Peningkatan imbauan ini dilakukan menyusul tingginya jumlah barang yang tertinggal dengan taksiran total nilai mencapai Rp1.488.126.287 sepanjang periode Januari hingga Oktober 2025.
Manager Humasda KAI Daop 2 Bandung, Kuswardojo, menegaskan bahwa menjaga barang bawaan merupakan tanggung jawab masing-masing pelanggan. Ia menekankan pentingnya kewaspadaan di seluruh titik perjalanan, mulai dari ruang tunggu hingga di dalam gerbong kereta.
“Kami terus mengingatkan agar pelanggan selalu waspada dan tidak meninggalkan barang tanpa pengawasan, baik di ruang tunggu, peron, maupun di dalam kereta. Kewaspadaan pelanggan menjadi bagian penting dalam menciptakan perjalanan yang aman dan nyaman,” ujar Kuswardojo, dalam keterangan resmi yang diterima Bisnis.

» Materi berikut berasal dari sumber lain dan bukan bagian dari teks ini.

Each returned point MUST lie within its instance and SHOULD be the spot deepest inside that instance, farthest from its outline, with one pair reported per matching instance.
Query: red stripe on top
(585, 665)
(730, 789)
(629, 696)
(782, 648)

KAI Daop 2 Bandung menganjurkan pelanggan memanfaatkan fasilitas yang telah disediakan, seperti rak bagasi dan tempat penyimpanan di atas tempat duduk, untuk menempatkan barang secara tertib. Selain itu, pelanggan diimbau tidak membawa barang berlebihan yang berpotensi mengganggu kenyamanan penumpang lain.
Sebagai bentuk layanan tambahan, KAI menyediakan layanan Lost and Found bagi pelanggan yang kehilangan atau ketinggalan barang di area stasiun maupun di dalam kereta. Meskipun demikian, Kuswardojo kembali mengingatkan peran aktif pelanggan.
"Layanan Lost and Found ini merupakan bentuk kepedulian KAI terhadap pelanggan. Namun demikian, kami tetap menekankan bahwa menjaga barang bawaan pribadi merupakan tanggung jawab masing-masing pelanggan,” jelas Kuswardojo.
Sepanjang periode Januari hingga Oktober 2025, KAI Daop 2 Bandung telah mengamankan total 2.805 barang tertinggal milik pelanggan. Barang yang ditemukan mencakup makanan, barang-barang umum (seperti tas, buku, pakaian, helm), dan barang berharga (seperti ponsel, laptop, dan uang tunai).
Dari ribuan barang tersebut, sebanyak 756 barang telah berhasil dikembalikan kepada pemiliknya. Sementara itu, 38 barang dimusnahkan karena berupa makanan yang sudah tidak layak konsumsi, dan 1.092 barang diserahkan ke panti sosial karena sudah lama tidak diambil oleh pemiliknya. Hingga saat ini, sebanyak 919 barang lainnya masih tersimpan dan belum diambil.
Kuswardojo menambahkan, apabila pelanggan menemukan atau kehilangan barang, mereka wajib segera melaporkannya kepada petugas KAI terdekat di stasiun atau kondektur di dalam kereta api.
Hal ini bertujuan agar penanganan dapat dilakukan sesegera mungkin sesuai prosedur yang berlaku. KAI Daop 2 Bandung pun kata dia berkomitmen untuk terus menghadirkan layanan transportasi yang aman, nyaman, dan berkesan bagi seluruh pelanggan.